$\newcommand{\x}{\mathbf x}$$\newcommand{\one}{\mathbf 1}$$\newcommand{\X}{\mathbf X}$@kjetil b halvorsen's linked answer explains what's happening, but here's an algebraic answer just for the case of ridge regression (since there's a closed form for the solution).

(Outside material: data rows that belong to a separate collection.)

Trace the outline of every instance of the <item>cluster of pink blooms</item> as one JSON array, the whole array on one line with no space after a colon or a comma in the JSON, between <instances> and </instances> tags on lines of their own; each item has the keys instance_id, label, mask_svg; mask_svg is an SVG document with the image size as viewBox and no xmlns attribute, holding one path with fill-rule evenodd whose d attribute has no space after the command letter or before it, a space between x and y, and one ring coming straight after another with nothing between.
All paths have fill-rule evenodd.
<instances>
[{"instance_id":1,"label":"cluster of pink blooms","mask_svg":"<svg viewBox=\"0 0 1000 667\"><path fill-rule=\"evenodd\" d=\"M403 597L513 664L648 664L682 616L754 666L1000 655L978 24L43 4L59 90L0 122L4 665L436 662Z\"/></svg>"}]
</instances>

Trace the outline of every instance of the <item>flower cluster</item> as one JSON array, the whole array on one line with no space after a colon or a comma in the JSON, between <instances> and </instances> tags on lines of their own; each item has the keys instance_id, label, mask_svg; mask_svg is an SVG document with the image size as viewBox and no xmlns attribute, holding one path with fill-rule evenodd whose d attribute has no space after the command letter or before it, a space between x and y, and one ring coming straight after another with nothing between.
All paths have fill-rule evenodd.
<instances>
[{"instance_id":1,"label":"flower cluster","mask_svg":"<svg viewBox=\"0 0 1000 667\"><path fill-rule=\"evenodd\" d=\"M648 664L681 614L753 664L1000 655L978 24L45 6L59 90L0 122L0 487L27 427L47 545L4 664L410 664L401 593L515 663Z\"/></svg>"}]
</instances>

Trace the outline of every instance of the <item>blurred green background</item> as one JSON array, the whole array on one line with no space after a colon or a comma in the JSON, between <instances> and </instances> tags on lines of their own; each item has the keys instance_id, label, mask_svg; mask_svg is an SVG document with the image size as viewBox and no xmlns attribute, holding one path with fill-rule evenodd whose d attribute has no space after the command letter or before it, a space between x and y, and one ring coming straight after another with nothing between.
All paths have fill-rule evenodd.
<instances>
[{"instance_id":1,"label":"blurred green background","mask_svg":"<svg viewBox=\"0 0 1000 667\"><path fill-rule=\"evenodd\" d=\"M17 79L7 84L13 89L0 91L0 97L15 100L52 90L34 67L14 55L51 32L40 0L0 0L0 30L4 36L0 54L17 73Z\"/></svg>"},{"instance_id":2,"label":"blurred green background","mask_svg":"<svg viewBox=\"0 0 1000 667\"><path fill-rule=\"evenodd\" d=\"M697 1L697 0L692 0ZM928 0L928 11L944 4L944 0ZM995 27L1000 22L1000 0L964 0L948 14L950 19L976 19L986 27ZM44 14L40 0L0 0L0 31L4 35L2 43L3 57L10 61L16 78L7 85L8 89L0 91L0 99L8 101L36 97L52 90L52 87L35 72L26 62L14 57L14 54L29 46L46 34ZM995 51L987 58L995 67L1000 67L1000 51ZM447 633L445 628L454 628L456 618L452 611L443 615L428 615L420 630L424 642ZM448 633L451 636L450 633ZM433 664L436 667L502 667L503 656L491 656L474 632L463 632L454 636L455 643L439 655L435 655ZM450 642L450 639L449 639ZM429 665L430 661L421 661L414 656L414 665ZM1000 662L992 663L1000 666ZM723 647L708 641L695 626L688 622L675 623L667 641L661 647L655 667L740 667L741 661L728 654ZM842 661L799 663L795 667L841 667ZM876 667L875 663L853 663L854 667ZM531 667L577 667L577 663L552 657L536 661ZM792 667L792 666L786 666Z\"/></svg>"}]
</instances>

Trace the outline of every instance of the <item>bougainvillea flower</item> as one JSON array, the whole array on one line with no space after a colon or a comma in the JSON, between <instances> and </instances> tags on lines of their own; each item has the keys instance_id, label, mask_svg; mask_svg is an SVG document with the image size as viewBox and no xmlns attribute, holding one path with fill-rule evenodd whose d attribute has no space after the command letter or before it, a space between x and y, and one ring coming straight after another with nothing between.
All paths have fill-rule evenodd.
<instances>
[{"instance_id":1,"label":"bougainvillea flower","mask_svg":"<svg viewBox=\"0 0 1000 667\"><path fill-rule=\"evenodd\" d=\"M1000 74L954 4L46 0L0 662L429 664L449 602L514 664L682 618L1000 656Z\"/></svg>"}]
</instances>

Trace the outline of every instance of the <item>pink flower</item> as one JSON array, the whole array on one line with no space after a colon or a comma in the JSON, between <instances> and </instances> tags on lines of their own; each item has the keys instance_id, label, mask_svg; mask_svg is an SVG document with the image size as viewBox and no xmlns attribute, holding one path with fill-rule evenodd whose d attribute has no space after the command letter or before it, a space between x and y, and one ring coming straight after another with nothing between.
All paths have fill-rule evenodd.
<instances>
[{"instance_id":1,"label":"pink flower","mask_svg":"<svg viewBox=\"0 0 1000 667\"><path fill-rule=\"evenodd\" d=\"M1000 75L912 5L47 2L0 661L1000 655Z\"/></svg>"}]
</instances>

Suppose we have $X\in\mathbb R^{n\times (p+k)}$ as our feature matrix where
$$
X = (\underbrace{\x \mid \x \mid \dots \mid \x}_{k\text{ times}} \mid Z)
$$
with $Z\in\mathbb R^{n\times p}$ containing whatever other columns we may have. Note that $X\beta = XP^TP\beta$ where $P$ is a permutation matrix so this shows how it's safe to assume a particular ordering of the columns of $X$ so long as we correspondingly permute the elements of $\beta$. I'll use $\X = (\x\mid \dots\mid \x) \in \mathbb R^{n\times k}$.
We have
$$
\hat\beta_R = (X^TX + \lambda I_{p+k})^{-1}X^Ty \\
= \left[\begin{array}{c|c}
\x^T\x \one_k\one_k^T + \lambda I_k & \X^TZ \\ \hline
Z^T\X & Z^TZ + \lambda I_p
\end{array}\right]^{-1}
\left[\begin{array}{c}\X^Ty \\ \hline Z^Ty\end{array}\right].
$$
I'll invert that matrix as a 2x2 block matrix (and we know it's always invertible). Letting
$$
\left[\begin{array}{c|c}
\x^T\x \one_k\one_k^T + \lambda I_k & \X^TZ \\ \hline
Z^T\X & Z^TZ + \lambda I_p
\end{array}\right] = \begin{bmatrix} A & B \\ C & D\end{bmatrix}
$$
we have
$$
\left[\begin{array}{cc} A & B \\ C & D\end{array}\right]^{-1} = \left[\begin{array}{c|c}
(A-BD^{-1}C)^{-1} & -(A-BD^{-1}C)^{-1}BD^{-1} \\\hline \cdot & \cdot\end{array}\right]
$$
where I've marked the lower row of blocks with $\cdot$ since we don't need those for the $k$ coefficients of $\x$. Letting $H_Z = Z(Z^TZ + \lambda I)^{-1}Z^T$ be the hat matrix for a ridge regression just on $Z$, we can show that
$$
BD^{-1}C = \X^TH_Z \X = \x^T H_Z \x \one\one^T
$$
and
$$
A = \x^T\x\one\one^T + \lambda I_k
$$
so
$$
A - BD^{-1}C = \x^T(I-H_Z)\x\one\one^T + \lambda I_k.
$$
Then
$$
BD^{-1} = \X^T Z(Z^TZ + \lambda I_p)^{-1}
$$
so all together we get
$$
\hat\beta_{R;k} = \left(\x^T(I-H_Z)\x\one\one^T + \lambda I_k\right)^{-1}\x^T (I-H_Z) y \one.
$$
Factoring out the scalar $\x^T(I-H_Z)\x$ this can be written as
$$
\hat\beta_{R;k} = \frac{\x^T(I-H_Z)y}{\x^T(I-H_Z)\x}\left(\one\one^T + \nu I_k\right)^{-1}\one
$$
where for convenience I'm letting
$$
\nu = \frac{\lambda}{\x^T(I-H_Z)\x}.
$$
This inverse can be done explicitly via Sherman-Morrison so
$$
\left(\one\one^T + \nu I\right)^{-1}\one = \nu^{-1}(I - (\nu + k)^{-1}\one\one^T)\one\\
= \frac{1}{\nu + k}\one.
$$
This means
$$
\hat\beta_{R;k} = (\nu + k)^{-1}\frac{\x^T(I-H_Z)y}{\x^T(I-H_Z)\x}\one \\
= \frac{\x^T(I-H_Z)y}{k\x^T(I-H_Z)\x + \lambda}\one
$$
where I've substituted back in what $\nu$ is equal to. This shows that each coefficient of $\x$ is the same thing, and that it is a shrunken form of what we'd get if $\x$ wasn't copied (if there was just one $\x$, like in the standard setting, the $k$ would disappear but the rest would be the same).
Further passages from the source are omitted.